Change due to ggml cgraph changes, llama-3.2 CPU work

2025-06-16 11:46:40 +08:00 · 2025-06-16 11:46:40 +08:00 · 592d7f8bbb
parent f7ad77930e
commit 592d7f8bbb
4 changed files with 60 additions and 72 deletions
--- a/ggml/src/ggml-openvino/ggml-decoder.cpp
+++ b/ggml/src/ggml-openvino/ggml-decoder.cpp
@ -195,10 +195,15 @@ void GgmlOvDecoder::set_input_output(ggml_tensor* node) {
            break;
        }
        case GGML_OP_PERMUTE: {
-            if (ggml_is_contiguous(node->src[0])) {
+            if (node->src[0]->view_src == nullptr) {
+                // Permute Qcur
                m_op_case = 1;
-            } else {
+            } else if (ggml_is_contiguous(node->src[0])) {
+                // Permute cache_k (view)
                m_op_case = 2;
+            } else {
+                // Permute cache_v (view)
+                m_op_case = 3;
            }
            break;
        }
--- a/ggml/src/ggml-openvino/openvino/op/mulmat.cpp
+++ b/ggml/src/ggml-openvino/openvino/op/mulmat.cpp
@ -34,75 +34,10 @@ OutputVector translate_mulmat(const NodeContext& context) {
        auto result_lp = std::make_shared<ov::op::v0::MatMul>(src1, src0, false, true);
        res = std::make_shared<ov::op::v0::Convert>(result_lp, context.get_output_type(0));
    } else {
-        /*
-        Two cases here:
-        -  21: [    96,    32,    32,     1] VIEW                 k-0                 [ 2,  6144,   192,  6144]

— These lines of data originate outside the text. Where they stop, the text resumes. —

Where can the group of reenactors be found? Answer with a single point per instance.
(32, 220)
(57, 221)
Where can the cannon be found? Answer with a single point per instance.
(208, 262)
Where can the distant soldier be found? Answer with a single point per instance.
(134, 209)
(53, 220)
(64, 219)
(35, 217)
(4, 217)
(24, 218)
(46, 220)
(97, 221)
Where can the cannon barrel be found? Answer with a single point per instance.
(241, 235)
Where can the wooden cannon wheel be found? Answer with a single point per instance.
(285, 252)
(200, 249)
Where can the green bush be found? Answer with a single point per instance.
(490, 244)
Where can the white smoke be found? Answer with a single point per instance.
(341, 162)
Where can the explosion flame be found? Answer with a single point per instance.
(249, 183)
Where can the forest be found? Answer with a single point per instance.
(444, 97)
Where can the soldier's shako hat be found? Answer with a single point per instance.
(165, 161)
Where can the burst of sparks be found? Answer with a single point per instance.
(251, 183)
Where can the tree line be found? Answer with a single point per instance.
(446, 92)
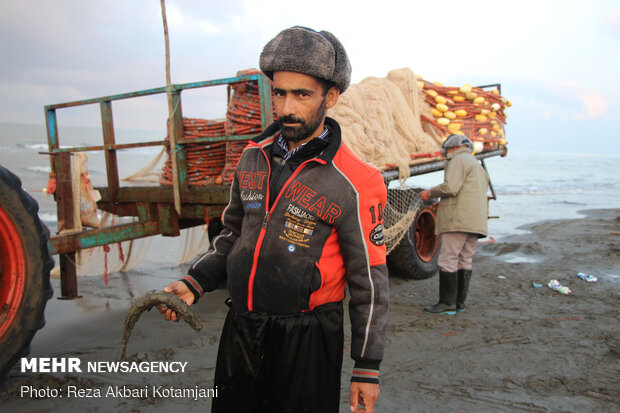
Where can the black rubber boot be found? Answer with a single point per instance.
(447, 294)
(463, 286)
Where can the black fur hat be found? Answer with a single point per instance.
(303, 50)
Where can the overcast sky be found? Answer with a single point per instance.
(557, 61)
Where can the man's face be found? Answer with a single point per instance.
(301, 105)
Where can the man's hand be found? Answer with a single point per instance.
(363, 397)
(179, 289)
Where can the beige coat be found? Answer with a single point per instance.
(463, 205)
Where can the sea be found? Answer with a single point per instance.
(530, 186)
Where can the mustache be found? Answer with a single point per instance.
(291, 119)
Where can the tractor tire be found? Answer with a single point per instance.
(25, 265)
(416, 255)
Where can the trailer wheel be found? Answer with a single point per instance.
(416, 256)
(25, 265)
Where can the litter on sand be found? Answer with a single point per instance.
(587, 277)
(555, 285)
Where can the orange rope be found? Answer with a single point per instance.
(209, 163)
(484, 131)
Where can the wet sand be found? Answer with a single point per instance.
(516, 349)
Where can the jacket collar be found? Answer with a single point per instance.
(335, 139)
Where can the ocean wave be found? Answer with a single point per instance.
(38, 146)
(553, 190)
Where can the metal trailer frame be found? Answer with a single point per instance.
(154, 206)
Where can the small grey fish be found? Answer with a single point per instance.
(150, 300)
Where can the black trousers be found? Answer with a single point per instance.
(280, 363)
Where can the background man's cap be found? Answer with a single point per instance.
(454, 141)
(303, 50)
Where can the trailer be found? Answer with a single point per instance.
(27, 247)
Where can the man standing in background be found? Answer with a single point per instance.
(461, 219)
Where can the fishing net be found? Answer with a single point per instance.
(390, 123)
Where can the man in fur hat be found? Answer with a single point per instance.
(304, 221)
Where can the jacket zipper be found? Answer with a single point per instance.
(269, 210)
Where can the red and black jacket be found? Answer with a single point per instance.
(323, 231)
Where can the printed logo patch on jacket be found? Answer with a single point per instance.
(376, 235)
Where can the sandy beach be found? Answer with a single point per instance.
(517, 348)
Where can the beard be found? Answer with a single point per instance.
(305, 129)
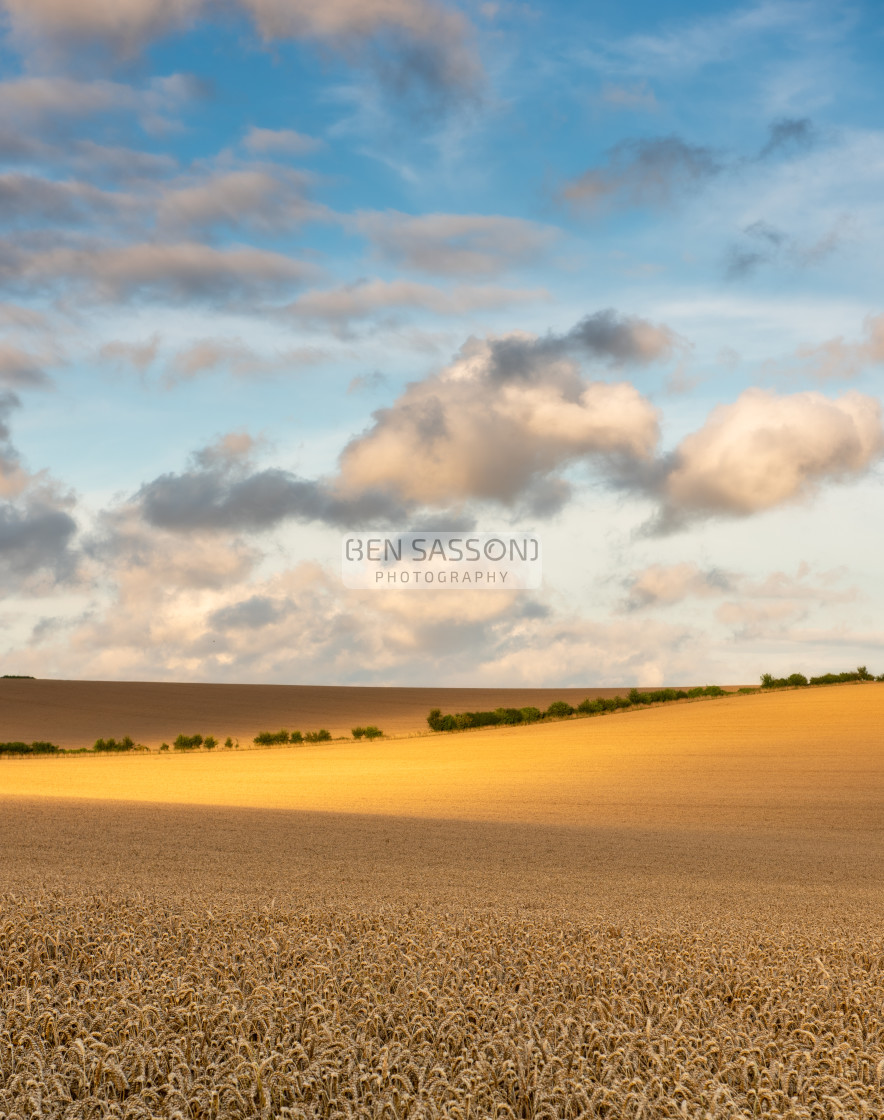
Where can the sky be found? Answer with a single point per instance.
(276, 271)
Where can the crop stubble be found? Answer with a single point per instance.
(625, 943)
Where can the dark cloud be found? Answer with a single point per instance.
(26, 198)
(36, 538)
(418, 47)
(604, 336)
(763, 244)
(789, 136)
(231, 497)
(658, 171)
(455, 244)
(36, 530)
(644, 173)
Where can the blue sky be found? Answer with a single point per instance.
(275, 271)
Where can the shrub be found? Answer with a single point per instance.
(29, 748)
(270, 738)
(320, 736)
(124, 744)
(188, 742)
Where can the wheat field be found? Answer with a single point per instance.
(675, 912)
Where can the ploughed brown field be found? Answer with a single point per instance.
(75, 714)
(659, 913)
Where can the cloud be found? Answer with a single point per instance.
(501, 423)
(752, 622)
(152, 270)
(140, 356)
(789, 134)
(764, 450)
(471, 432)
(254, 613)
(666, 585)
(837, 360)
(279, 142)
(426, 43)
(36, 528)
(636, 96)
(210, 355)
(261, 198)
(644, 173)
(604, 336)
(662, 585)
(20, 370)
(30, 198)
(126, 24)
(221, 492)
(455, 244)
(764, 244)
(338, 307)
(49, 103)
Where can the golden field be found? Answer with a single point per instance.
(662, 913)
(74, 714)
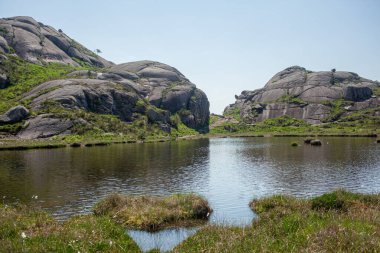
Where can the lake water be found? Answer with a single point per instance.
(229, 172)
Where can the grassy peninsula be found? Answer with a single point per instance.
(338, 221)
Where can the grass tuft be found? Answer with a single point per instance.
(152, 213)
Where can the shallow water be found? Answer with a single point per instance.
(229, 172)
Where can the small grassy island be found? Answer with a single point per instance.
(153, 213)
(339, 221)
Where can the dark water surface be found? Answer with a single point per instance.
(228, 172)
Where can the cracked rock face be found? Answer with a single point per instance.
(39, 43)
(120, 90)
(304, 94)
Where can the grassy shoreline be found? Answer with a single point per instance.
(19, 144)
(338, 221)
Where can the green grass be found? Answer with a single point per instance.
(234, 113)
(291, 100)
(362, 122)
(335, 222)
(42, 233)
(153, 213)
(24, 76)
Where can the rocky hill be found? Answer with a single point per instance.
(39, 43)
(315, 97)
(54, 93)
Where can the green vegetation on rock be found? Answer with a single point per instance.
(24, 76)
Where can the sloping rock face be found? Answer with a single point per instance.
(127, 90)
(13, 115)
(305, 95)
(39, 43)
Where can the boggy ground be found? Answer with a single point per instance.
(339, 221)
(29, 229)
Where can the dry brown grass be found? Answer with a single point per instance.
(153, 213)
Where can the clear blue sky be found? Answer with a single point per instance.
(224, 47)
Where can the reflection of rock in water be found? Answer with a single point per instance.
(163, 240)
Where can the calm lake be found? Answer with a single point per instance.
(229, 172)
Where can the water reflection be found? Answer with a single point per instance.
(228, 172)
(164, 240)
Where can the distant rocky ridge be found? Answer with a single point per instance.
(39, 43)
(126, 90)
(129, 90)
(307, 95)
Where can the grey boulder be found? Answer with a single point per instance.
(306, 95)
(39, 43)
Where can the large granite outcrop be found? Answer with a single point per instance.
(127, 90)
(14, 115)
(306, 95)
(39, 43)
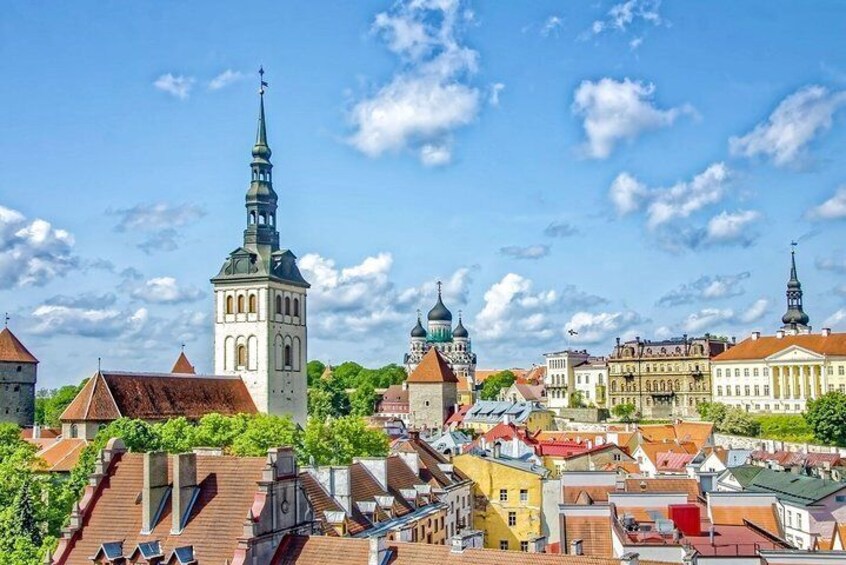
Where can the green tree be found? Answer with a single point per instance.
(576, 399)
(337, 441)
(314, 370)
(826, 416)
(625, 412)
(495, 383)
(263, 432)
(49, 404)
(363, 400)
(737, 421)
(328, 399)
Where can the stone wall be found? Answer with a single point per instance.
(742, 442)
(17, 393)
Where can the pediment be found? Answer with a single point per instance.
(795, 353)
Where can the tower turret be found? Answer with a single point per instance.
(795, 319)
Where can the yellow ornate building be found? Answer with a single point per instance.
(508, 499)
(663, 379)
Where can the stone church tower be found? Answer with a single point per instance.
(260, 316)
(18, 368)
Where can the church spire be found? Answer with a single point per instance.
(795, 319)
(261, 234)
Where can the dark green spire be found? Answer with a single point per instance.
(261, 198)
(795, 317)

-                [ 196608,     1,     1,     1]          0: NONE        cache_k_l0         [ 2, 393216, 393216, 393216]
-        -  22: [    96,     7,    32,     1] PERMUTE              q-0                 [ 4, 12288,   384, 86016]

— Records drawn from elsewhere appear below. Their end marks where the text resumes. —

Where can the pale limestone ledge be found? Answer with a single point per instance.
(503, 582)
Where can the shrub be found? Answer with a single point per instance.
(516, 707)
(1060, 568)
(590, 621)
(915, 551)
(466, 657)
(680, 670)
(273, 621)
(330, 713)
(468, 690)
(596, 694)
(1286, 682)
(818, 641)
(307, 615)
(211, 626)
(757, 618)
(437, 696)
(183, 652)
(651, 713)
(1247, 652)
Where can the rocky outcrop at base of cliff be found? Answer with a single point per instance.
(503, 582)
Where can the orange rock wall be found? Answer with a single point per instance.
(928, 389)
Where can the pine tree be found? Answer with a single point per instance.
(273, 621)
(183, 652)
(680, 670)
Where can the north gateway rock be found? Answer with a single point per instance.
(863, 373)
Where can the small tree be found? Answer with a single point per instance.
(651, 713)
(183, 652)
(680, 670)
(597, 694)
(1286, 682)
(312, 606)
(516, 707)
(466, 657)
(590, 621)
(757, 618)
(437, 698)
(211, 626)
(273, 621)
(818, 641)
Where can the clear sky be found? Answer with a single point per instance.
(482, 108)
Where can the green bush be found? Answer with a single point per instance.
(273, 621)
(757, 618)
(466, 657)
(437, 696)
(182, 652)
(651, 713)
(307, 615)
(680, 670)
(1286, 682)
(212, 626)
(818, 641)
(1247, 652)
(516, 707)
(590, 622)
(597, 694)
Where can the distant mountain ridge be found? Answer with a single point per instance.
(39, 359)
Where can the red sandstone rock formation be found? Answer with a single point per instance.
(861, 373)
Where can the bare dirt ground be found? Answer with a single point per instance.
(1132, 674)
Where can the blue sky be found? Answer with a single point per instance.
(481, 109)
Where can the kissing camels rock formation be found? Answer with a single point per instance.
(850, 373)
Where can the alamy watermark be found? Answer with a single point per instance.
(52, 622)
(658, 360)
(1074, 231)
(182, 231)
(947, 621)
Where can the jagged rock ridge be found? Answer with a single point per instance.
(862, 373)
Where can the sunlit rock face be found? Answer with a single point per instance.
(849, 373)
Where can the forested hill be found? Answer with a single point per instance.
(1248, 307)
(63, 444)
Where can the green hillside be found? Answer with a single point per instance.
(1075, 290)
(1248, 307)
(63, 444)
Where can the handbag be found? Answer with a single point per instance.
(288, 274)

-                [    96,    32,     7,     1]          0: SCALE       Qcur-0             [ 4,   384, 12288, 86016]
-        -  23: [    32,     7,    32,     1] MUL_MAT              kq-0                [ 4,   128,   896, 28672]
-                [    96,    32,    32,     1]          0: VIEW        k-0                [ 2,  6144,   192,  6144]

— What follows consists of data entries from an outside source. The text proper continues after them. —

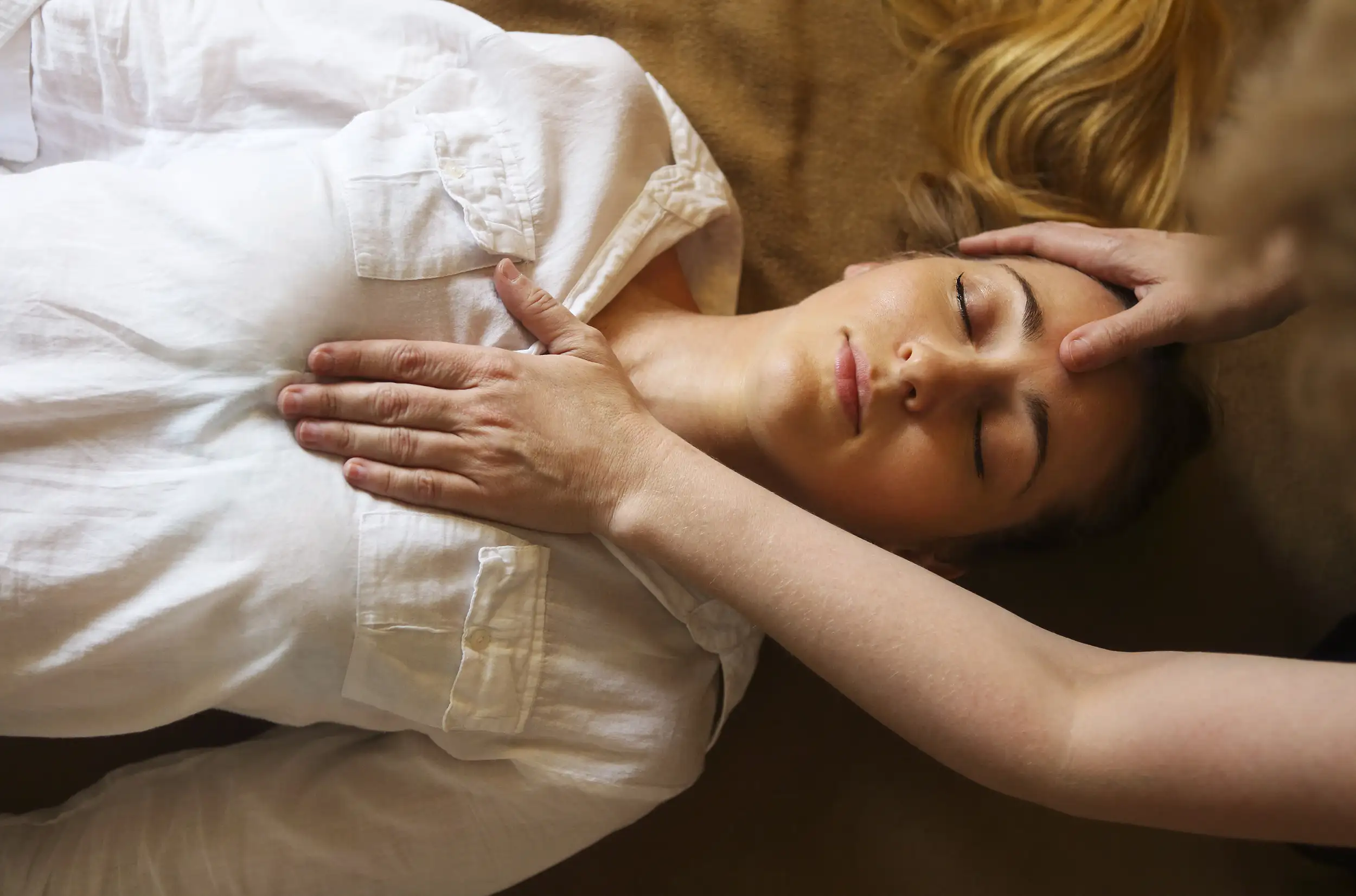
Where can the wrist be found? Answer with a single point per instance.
(643, 482)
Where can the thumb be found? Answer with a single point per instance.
(544, 318)
(1107, 341)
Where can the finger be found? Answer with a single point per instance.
(1091, 250)
(546, 318)
(381, 403)
(1107, 341)
(422, 487)
(430, 364)
(388, 444)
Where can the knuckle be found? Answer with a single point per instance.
(403, 445)
(389, 403)
(408, 361)
(424, 485)
(343, 438)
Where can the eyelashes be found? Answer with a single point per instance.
(980, 415)
(980, 445)
(961, 303)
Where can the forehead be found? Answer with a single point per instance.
(1093, 417)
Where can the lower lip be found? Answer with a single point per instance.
(845, 380)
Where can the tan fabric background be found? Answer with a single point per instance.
(804, 109)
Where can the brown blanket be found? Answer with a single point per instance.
(804, 107)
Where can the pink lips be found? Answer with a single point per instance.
(852, 381)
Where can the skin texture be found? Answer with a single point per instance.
(1236, 746)
(1186, 292)
(760, 394)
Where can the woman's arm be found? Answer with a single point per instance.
(1211, 743)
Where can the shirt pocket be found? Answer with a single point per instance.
(427, 651)
(433, 193)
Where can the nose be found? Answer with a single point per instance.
(932, 377)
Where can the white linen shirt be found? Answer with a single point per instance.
(474, 702)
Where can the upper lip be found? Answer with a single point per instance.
(852, 377)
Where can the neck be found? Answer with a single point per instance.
(690, 369)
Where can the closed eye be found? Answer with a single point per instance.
(964, 310)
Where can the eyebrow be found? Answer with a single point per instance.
(1032, 319)
(1039, 413)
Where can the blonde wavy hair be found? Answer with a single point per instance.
(1066, 110)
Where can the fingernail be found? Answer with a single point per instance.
(322, 360)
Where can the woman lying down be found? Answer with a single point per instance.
(463, 704)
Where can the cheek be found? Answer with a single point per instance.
(902, 494)
(783, 403)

-                [    96,     7,    32,     1]          1: PERMUTE     q-0                [ 4, 12288,   384, 86016]
+        ov::Output<ov::Node> B = context.get_input(0);
+        ov::Output<ov::Node> A = std::make_shared<ov::op::v0::Convert>(context.get_input(1), context.get_input_type(0));

-        -  20: [    32,    96,    32,     1] VIEW                 v-0                 [ 2,   128, 12288, 393216]
-                [ 196608,     1,     1,     1]          0: NONE        cache_v_l0         [ 2, 393216, 393216, 393216]
-        -  25: [    96,     7,    32,     1] MUL_MAT              kqv-0               [ 4,   384,  2688, 86016]
-                [    32,    96,    32,     1]          0: VIEW        v-0                [ 2,   128, 12288, 393216]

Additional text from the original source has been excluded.